The only thing sustaining the economy these past 2-3 months has been massive tax return issuance from all the credits offered. All that money is now gone, guaranteed. Those smart enough to save it, surely are not stock market participants, and they are not going to spend it.

This economy and market are a sham, and they will not be fixed until both crash and a normal recovery is allowed, and not a forced intervention.

HubbleBubbleBenLovesTrouble's picture

Can't follow SA's arguments of rising inflation threats around the US but not in the US itself. Like Michael Steinhart's remark....US thinks it's in a clear blue lagoon while around them the storms are picking ignorance...

XPolemic's picture

OK, question:

Today there are 44.2 million Americans on food stamps, or 14.3% of the US population!

I Am Not An American, so my understanding of the NSP is a little hazy. Can children (minors) be on food stamps? Because if not, that 44.2 million Americans would represent ~29% of the working population.

Which probably means that unemployment + underemployment = roughly 29%

Looks like the great depression is here already.

Hook Line and Sphincter's picture

I am of the opinion that its high time that this 44.2 million people number on food stamps have some sort of heuristics or birth/death like adjustment made immediately.

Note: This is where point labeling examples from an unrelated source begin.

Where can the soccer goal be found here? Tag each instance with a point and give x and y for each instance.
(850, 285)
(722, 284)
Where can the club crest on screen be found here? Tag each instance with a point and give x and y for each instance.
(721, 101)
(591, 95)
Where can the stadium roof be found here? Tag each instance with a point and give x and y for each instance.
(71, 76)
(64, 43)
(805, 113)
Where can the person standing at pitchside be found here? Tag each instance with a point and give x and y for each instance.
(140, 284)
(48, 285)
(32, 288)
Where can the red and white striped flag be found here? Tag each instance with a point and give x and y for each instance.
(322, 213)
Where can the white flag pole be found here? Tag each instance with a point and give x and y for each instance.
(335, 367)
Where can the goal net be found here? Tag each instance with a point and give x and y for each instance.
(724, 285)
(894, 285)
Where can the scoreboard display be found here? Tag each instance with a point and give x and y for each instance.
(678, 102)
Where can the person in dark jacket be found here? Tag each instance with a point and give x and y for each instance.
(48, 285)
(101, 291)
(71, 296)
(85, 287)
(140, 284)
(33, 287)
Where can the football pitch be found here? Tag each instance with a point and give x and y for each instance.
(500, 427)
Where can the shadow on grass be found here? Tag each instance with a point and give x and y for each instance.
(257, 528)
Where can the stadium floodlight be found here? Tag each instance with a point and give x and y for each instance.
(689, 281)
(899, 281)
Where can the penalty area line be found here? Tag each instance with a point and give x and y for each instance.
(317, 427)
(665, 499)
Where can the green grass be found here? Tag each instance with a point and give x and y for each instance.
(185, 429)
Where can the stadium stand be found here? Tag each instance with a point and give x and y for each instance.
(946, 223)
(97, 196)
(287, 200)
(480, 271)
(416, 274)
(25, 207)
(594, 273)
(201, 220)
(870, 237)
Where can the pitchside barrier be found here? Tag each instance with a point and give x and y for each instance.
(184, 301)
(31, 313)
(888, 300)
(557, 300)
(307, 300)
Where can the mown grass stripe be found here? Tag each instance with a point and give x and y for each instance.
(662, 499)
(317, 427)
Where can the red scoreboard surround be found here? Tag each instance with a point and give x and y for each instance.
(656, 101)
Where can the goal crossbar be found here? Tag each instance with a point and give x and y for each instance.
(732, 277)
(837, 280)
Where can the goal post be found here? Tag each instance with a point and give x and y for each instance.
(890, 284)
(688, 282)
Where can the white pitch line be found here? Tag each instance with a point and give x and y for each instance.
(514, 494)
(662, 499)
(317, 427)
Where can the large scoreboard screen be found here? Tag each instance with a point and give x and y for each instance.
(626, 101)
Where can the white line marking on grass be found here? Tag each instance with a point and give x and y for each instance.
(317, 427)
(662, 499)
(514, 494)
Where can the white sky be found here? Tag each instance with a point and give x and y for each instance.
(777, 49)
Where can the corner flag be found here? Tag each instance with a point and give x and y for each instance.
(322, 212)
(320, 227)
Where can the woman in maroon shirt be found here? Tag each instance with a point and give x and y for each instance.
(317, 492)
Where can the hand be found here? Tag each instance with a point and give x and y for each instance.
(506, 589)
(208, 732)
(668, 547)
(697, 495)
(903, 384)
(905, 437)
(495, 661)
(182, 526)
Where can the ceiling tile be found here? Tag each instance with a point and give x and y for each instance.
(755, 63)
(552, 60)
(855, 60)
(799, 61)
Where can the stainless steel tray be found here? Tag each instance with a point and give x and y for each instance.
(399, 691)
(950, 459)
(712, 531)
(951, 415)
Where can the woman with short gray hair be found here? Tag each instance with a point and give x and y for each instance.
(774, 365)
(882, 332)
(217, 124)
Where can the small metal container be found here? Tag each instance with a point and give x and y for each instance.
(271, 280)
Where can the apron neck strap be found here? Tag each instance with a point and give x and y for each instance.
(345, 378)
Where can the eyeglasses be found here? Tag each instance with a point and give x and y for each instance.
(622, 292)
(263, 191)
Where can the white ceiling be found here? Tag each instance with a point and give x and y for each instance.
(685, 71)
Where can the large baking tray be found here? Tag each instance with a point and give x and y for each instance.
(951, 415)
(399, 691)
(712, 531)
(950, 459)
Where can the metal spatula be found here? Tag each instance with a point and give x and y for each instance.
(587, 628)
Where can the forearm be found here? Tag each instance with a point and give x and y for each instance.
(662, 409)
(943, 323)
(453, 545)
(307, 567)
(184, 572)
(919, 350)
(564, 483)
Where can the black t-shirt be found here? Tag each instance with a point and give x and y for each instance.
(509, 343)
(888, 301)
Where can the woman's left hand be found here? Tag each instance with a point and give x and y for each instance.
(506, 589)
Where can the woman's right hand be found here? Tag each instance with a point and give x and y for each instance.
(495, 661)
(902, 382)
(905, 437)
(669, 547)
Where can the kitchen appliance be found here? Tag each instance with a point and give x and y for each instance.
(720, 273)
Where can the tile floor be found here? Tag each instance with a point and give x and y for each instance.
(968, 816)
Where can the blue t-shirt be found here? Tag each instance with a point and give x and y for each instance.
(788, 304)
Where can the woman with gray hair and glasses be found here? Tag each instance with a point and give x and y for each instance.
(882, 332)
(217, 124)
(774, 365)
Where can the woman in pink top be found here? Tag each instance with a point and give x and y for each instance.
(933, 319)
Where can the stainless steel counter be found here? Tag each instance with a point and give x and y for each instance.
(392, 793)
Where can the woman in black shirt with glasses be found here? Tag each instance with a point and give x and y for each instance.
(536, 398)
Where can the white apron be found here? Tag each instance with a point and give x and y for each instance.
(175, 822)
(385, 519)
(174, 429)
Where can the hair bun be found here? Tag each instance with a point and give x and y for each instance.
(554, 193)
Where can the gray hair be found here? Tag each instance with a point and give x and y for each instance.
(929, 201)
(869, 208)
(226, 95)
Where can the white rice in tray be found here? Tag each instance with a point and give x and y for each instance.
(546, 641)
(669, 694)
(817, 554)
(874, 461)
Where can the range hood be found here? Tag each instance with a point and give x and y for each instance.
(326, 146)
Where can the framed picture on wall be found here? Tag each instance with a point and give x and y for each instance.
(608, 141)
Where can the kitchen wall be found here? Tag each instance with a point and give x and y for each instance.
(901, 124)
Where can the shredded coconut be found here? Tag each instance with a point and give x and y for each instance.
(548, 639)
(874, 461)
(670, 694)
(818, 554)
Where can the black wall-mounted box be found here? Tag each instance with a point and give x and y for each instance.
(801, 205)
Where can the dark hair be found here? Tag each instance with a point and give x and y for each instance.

  1. We can effectively lower the # people on food stamps by instituting a weight quotient. Each person on food stamps will be required to report their weight. Non compliance will err in the 80-96 lb category (.6 of a person). Those who weigh less eat less, and therefore shouldn't be counted as whole persons.
  2. Also, it can be assumed that since those on food stamps will eat less, each month we can lower their weight by a mandatory 3%. We assume that a monthly decrease of 1-2% of all individuals who use food stamps are fraudulent claims.
  3. We integrate a component that subtracts food stamps participants by using projected deaths that aren't yet or ever reported. Say...1.5% per month reduction. We know this must be the case because of the nature of GMO food intake, HFCornSyrup intake, and Vice products purchased with said stamps.

These prompt and effective revisions would make me feel much better.